Crabs suit up depending on the habitat

To investigate, the researchers gathered shore crabs (Carcinus maenas) from six different sites in Cornwall. Shore crabs are ideal specimens for this study. Even though they belong to the same species, these crabs have several kinds of exteriors. Researchers believe that these changes were dependent on where they live.

The researchers gathered shore crabs from two different types of environment: mudflats and rock pools. They theorized that crabs who lived in mudflats employed the background matching. This is because mudflats have a homogeneous color and pattern. For crabs who live in the rock pools, researchers theorized that they employ disruptive coloration to match the uneven terrain and colors of the rocks.

They used image analysis to simulate how predators (birds and fish) saw these crabs. They also tried to exchange their environments to see how the crabs fared in different environments. The tests measured them in terms of color, luminance, pattern and disruptive coloration, which produced quantitative data.

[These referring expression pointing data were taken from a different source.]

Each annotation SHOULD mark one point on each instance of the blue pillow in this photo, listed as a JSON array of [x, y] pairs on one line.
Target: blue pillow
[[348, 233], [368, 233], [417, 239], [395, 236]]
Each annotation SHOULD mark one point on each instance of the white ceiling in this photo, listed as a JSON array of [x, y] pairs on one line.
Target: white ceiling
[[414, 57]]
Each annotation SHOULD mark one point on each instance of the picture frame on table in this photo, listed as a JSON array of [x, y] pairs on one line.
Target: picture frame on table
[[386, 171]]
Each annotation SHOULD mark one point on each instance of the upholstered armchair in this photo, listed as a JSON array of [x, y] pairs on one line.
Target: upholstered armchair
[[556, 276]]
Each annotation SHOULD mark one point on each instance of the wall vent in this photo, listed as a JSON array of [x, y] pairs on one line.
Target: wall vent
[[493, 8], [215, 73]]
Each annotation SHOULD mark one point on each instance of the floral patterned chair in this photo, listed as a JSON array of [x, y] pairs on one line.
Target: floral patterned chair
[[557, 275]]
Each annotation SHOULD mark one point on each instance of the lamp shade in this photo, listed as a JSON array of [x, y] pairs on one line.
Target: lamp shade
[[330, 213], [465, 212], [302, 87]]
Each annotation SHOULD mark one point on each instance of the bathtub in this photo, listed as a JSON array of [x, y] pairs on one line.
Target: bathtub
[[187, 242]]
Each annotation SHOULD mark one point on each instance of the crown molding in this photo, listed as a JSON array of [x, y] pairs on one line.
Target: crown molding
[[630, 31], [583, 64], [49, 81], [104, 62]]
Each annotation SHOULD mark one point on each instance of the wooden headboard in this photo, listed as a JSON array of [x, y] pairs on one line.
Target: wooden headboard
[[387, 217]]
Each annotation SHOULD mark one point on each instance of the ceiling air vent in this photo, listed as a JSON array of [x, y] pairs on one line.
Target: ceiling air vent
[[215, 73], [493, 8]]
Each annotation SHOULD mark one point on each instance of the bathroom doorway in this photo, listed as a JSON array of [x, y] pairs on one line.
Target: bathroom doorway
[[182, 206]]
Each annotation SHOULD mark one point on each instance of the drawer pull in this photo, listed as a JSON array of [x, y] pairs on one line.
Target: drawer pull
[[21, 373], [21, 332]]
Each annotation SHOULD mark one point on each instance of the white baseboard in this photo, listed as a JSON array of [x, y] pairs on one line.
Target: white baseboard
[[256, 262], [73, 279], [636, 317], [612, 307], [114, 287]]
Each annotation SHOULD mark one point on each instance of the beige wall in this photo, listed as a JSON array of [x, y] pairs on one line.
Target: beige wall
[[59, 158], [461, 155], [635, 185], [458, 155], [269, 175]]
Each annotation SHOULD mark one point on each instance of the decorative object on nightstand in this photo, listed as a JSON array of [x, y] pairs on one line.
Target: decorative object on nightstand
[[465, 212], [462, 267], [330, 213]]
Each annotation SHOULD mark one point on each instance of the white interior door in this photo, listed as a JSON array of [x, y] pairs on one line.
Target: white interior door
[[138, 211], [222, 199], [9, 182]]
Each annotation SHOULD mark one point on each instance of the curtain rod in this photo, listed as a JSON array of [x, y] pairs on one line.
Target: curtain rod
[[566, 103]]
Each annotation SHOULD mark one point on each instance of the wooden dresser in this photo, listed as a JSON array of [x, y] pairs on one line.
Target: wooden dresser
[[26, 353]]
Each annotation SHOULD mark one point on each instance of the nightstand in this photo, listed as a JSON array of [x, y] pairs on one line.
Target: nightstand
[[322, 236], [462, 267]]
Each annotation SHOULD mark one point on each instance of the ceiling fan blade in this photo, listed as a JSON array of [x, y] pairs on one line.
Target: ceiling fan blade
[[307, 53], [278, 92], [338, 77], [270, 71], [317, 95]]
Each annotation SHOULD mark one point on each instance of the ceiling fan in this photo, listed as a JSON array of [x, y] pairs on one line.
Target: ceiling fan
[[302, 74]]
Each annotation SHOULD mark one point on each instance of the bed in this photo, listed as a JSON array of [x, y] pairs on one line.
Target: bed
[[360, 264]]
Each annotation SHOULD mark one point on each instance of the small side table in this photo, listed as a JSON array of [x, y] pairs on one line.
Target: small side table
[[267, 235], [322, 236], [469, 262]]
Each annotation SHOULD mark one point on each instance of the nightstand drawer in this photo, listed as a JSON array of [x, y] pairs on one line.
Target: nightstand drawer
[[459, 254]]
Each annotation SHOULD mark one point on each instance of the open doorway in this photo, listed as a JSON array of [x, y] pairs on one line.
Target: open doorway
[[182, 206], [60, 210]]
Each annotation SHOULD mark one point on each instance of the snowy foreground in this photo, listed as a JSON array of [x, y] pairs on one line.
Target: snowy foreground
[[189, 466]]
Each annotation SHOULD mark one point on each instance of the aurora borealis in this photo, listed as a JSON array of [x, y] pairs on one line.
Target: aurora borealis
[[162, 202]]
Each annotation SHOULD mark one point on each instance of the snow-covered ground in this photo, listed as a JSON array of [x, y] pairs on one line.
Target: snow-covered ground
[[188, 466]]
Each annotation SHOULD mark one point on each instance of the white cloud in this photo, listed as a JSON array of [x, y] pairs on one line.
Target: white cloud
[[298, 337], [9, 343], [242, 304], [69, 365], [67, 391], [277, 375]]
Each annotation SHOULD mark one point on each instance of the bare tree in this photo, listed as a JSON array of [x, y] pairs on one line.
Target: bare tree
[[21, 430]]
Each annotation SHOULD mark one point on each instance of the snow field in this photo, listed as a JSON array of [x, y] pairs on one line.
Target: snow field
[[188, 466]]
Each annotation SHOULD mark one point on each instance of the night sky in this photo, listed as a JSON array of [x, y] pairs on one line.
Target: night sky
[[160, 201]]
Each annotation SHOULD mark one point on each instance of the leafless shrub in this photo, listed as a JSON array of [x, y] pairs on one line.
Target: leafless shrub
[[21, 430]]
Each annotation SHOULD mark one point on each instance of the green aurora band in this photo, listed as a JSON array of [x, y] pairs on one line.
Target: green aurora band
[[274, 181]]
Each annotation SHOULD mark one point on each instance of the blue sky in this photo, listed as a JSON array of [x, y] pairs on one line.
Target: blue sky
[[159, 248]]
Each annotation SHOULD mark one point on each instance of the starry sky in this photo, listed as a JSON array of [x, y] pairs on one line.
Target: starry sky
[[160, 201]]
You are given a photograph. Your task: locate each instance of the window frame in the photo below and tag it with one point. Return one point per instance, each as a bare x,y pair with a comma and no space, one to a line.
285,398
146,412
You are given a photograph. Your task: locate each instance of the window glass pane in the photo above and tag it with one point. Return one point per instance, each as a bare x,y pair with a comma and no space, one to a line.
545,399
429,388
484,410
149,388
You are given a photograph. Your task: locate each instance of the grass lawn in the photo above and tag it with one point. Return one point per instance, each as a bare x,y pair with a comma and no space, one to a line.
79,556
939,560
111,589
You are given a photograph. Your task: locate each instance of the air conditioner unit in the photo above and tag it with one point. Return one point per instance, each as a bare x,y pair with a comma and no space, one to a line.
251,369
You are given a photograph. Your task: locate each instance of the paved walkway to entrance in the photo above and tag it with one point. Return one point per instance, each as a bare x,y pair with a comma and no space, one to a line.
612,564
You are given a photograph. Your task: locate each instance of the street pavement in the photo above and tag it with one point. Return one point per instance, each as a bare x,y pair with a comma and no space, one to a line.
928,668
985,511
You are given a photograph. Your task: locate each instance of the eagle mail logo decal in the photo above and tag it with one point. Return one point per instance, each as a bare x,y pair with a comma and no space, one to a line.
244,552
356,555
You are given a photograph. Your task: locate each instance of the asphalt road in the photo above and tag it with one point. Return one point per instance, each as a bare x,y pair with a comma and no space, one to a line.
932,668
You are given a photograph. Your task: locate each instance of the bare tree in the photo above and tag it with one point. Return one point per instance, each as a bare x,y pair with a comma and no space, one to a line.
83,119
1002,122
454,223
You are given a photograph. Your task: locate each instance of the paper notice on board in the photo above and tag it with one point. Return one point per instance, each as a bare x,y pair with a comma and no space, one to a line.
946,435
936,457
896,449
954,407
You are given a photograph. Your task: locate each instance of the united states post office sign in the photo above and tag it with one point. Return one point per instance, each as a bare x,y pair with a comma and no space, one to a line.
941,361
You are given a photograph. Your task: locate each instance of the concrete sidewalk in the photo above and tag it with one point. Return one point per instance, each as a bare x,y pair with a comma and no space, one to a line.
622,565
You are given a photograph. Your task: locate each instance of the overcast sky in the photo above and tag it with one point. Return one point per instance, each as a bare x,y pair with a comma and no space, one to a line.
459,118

Their findings affirmed their theories. Researchers highlighted the need to further investigate how camouflage techniques worked in natural systems.

"Shore crabs are often assumed to be dull and green, but in fact, they can be extremely colorful and every individual can look completely different. Our study goes part of the way to explaining why shore crabs are so diverse," explained Martin Stevens, a professor from the Centre for Ecology and Conservation of the university.